The research in the area is surprisingly clear, at least on this count. Although nearly 40,000 Americans die from suicide every year—a death toll similar to that from unintentional overdose and car accidents—most suicide attempts that are foiled are not repeated. The majority of suicides are committed on impulse.
Kevin Hines, who survived an attempt 13 years ago, immediately regretted hurdling himself over a railing of the Golden Gate Bridge. In the short amount of time it took him to hit the water, Hines had already changed his mind and positioned himself to try and survive the fall. He shattered two of his lower vertebrae, but lived to tell about it.
A 1977 study [PDF] found that 94% of the 515 people who were stopped from leaping from the Golden Gate between 1937 and 1971 were still alive, an average of 26 years later.

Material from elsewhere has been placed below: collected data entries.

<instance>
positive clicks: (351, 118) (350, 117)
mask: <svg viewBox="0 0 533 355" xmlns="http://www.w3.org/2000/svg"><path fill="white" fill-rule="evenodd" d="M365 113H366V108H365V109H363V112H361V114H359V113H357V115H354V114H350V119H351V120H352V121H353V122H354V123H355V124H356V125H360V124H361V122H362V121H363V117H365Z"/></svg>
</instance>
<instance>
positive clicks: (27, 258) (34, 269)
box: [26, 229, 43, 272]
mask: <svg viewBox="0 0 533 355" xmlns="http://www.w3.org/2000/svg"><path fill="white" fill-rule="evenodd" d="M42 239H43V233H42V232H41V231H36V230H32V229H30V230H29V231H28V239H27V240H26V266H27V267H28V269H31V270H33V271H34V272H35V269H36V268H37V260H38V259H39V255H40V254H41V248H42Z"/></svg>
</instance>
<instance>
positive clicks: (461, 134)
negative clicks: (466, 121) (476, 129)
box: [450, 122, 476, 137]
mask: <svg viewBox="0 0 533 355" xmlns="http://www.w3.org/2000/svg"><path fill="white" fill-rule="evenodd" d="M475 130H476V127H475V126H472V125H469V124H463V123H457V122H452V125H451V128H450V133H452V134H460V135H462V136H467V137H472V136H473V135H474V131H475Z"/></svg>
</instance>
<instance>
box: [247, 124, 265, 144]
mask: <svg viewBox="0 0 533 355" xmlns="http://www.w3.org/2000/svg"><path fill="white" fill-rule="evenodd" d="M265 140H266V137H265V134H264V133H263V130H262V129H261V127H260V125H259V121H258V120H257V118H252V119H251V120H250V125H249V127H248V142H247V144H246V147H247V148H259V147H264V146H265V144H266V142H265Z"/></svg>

And that isn’t the only data suggesting that deterring suicide by one means doesn’t merely shift people to another. Studies [PDF] of bridge barriers from Maine to New Zealand find that installing them is linked with a reduction in deaths, while removing them increases mortality.
Moreover, the same holds true for other methods. Research from Sri Lanka, where a common means of committing suicide is ingesting pesticides, found that after the most toxic pesticides were restricted in the mid ‘90s, the suicide rate was cut in half within 10 years. A similar drop in suicide was seen in Great Britain when carbon monoxide was removed from the gas used in cooking, preventing people from taking their lives the way poet Sylvia Plath infamously did, by sticking her head in the oven.
Although it’s commonly believed that rumination and suicidal thinking occur long before people actually try it, a study of people who made nearly fatal attempts found that a quarter had only thought about suicide for five minutes before trying it, and nearly 90% had deliberated for just eight hours or less.
This is why guns are strongly linked to suicide: they make the odds that a passing impulse will be deadly much higher, and account for nearly half of all suicide deaths. Unlike deliberate overdose attempts, which are fatal only around 3% of the time, guns kill 85% of those who use them to attempt suicide.
As a result, states with higher rates of gun ownership have gun-associated suicide rates that are four times higher in men and eight times higher in women, while rates of suicides by other means are no different, according to a 2007 study.
The link to impulsivity may be one reason that suicidal thinking is relatively common but suicide itself is far more rare, and predicting who is at highest risk is difficult. Nearly 4% of those over age 18 reported thoughts of suicide in the past year, according to the CDC, and 10-20% of teens say they have considered suicide over the course of their lifetimes. But only around half a percent of adults and 2% of youth annually report actually having made an attempt. Obviously, those who are there to report having made an attempt did not succeed.
Tad Friend, writing in The New Yorker in 2003, when California was resisting adding a barrier to the Golden Gate, put it this way:
Now, however, at least a few more souls will be saved from desperate impulses—and a few more families spared the incomparable heartache and loss that death by suicide brings to loved ones.